WASHINGTON – The president on Monday said he was weighing executive action as Congress and the White House struggle to break the impasse over another emergency relief package to counter the coronavirus’ impact on U.S. families and the economy.
Negotiators on Monday signaled they’d made progress hashing out differences between Republican and Democratic proposals for the next stimulus package, though a deal remains far out out of reach and millions of unemployed Americans remain in financial limbo after a $600 weekly unemployment benefit expired on Friday.
House Speaker Nancy Pelosi and Senate Minority Leader Chuck Schumer, Congress’ top Democrats, met again Monday with White House Chief of Staff Mark Meadows and Treasury Secretary Steven Mnuchin for several hours, where they examined the competing proposals and went through specific dollar amounts in various areas in the two bills.
“It was productive, we’re moving down the track,” Pelosi, D-Calif., told reporters after the meeting in her Capitol Hill office. “But we still have our differences. We’re trying to have a clearer understanding of what the needs are.”
Mnuchin said both sides were “a little bit” closer to a deal but Meadows noted that they were still far apart.

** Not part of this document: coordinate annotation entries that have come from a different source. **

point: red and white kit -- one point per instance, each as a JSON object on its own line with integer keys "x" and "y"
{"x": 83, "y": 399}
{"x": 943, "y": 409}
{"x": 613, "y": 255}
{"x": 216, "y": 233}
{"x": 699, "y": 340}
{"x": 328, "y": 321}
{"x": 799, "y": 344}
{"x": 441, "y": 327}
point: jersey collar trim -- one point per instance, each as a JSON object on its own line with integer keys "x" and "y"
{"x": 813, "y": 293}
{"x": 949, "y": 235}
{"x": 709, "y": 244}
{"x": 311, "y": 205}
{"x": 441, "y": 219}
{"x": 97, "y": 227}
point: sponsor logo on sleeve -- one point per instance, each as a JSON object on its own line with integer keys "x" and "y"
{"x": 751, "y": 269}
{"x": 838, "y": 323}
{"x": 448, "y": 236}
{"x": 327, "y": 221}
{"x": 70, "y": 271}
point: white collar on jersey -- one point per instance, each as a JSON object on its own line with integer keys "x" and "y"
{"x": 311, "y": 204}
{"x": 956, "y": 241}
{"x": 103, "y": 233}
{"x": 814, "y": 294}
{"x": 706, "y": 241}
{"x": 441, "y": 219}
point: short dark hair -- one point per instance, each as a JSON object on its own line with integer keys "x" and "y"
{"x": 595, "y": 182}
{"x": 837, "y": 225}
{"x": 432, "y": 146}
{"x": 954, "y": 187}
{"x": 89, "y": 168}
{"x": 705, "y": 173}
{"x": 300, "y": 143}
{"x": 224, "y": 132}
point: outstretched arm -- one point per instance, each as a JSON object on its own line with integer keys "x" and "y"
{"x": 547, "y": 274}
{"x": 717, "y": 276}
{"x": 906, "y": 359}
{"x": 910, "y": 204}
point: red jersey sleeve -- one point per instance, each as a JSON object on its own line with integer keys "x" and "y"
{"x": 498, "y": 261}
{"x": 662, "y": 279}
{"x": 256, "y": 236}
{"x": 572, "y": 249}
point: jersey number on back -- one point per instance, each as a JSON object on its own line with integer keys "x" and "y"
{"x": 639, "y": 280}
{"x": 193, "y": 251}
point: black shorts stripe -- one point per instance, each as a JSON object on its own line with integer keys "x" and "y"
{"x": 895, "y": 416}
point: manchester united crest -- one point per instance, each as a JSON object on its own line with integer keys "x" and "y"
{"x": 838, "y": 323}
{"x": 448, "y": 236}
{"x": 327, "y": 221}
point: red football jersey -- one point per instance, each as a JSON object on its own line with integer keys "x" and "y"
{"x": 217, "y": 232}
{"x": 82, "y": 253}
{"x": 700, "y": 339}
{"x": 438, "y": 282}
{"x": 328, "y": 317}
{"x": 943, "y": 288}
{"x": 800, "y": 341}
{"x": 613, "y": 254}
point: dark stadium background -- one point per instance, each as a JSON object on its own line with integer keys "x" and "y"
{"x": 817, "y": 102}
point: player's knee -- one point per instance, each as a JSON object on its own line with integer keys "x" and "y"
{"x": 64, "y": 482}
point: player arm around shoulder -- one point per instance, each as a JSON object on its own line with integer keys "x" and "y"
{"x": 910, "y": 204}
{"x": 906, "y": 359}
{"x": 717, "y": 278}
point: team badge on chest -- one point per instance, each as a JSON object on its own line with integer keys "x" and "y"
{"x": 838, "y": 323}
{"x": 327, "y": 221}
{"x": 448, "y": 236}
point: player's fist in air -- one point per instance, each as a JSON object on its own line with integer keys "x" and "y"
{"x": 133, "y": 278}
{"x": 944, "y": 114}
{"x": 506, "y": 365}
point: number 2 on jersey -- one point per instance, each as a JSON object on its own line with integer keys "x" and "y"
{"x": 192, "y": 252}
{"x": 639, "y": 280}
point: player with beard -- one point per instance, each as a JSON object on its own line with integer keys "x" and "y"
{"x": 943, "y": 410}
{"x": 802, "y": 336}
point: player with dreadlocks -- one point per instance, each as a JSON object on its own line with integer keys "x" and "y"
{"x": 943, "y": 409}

It was the latest meeting between the four, who worked last week and through the weekend to discuss any potential middle ground between the Democrats’ $3 trillion bill and a $1 trillion Republican proposal.
What each side wants: $1,200 checks? Money for schools? Breaking down what Republicans and Democrats want in the coronavirus stimulus plan
More: Congress leaves town without a coronavirus stimulus deal, allowing $600 unemployment benefit to end
Meanwhile, President Donald Trump on Monday floated the possibility of taking unilateral action if a deal could not be made with Democrats, claiming he has the power to step in and curtail Congress should there be a need. The president specifically noted the moratorium on housing evictions that recently expired.
“A lot of people are going to be evicted but I’m going to stop it because I’ll do it myself if I have to,” Trump said at the White House. “I have a lot of powers with respect to executive orders and we’re looking at that very seriously right now.”
Later Monday, Trump also said he was examining executive action on a payroll tax cut, something he has repeatedly demanded be part of various coronavirus legislation but has been met with blunt rejection from lawmakers on both sides of the aisle. It is not clear whether Trump has the power to make such a move, and it would likely be challenged legally.
“I can do that also through an executive order so we’ll be talking about that but we’re having a very good discussion with Nancy Pelosi and Chuck Schumer,” the president said at a press conference Monday evening.
He noted the hurdles and his opposition to Democrats wanting to send more funds to state and local governments that have had their budgets decimated due to the pandemic.
“The problem is they want to do bailouts of their various Democrat-run states and cities,” Trump said. “We don’t think that’s fair.”
Here’s what Democrats propose: House passes $3 trillion coronavirus stimulus plan, faces pushback in Republican-led Senate
The GOP plan: Mitch McConnell unveils $1 trillion pandemic aid package to criticisms from Republicans and Democrats
As the talks continue on Capitol Hill, big divisions remain on the $600 boost to unemployment, which Democrats want to extend until at least January and Republicans have argued is too high and disincentivizes Americans from going back to work. The bonus bolsters state benefits that average nationally about $370 a week.
There are also differences on a host of items, from funds for state and local governments and the post office, areas important to Democrats, and liability insurance for businesses, something Republicans have said is a requirement in any next bill.
The Senate this week is set to take action on the expired boosted unemployment benefit but it’s unclear whether any measure will pass as Democrats have dug in their heels against a piecemeal approach to passing additional funds to counter the pandemic. Senate Republicans last week attempted to pass a one-week extension on the $600 benefit but Democrats blocked the proposal, arguing it would still lead to lapses in funds getting to families and stressed for Republicans to work with them on a long-term solution.
Senate Majority Leader Mitch McConnell, R-Ky., assailed Democrats Monday in a Senate floor speech, arguing it is “time for the Democratic leadership to get serious about making law for the American people.”
“The Speaker of the House and the Democratic Leader are continuing to say our way or the highway with the massive wish-list for left-wing lobbyists they slapped together a few weeks ago and called a coronavirus bill,” he said. “These are not the tactics that would build a bipartisan result. These are not the tactics that will get more cash in Americans’ pockets, more help to the unemployed, and more assistance for schools to re-open.”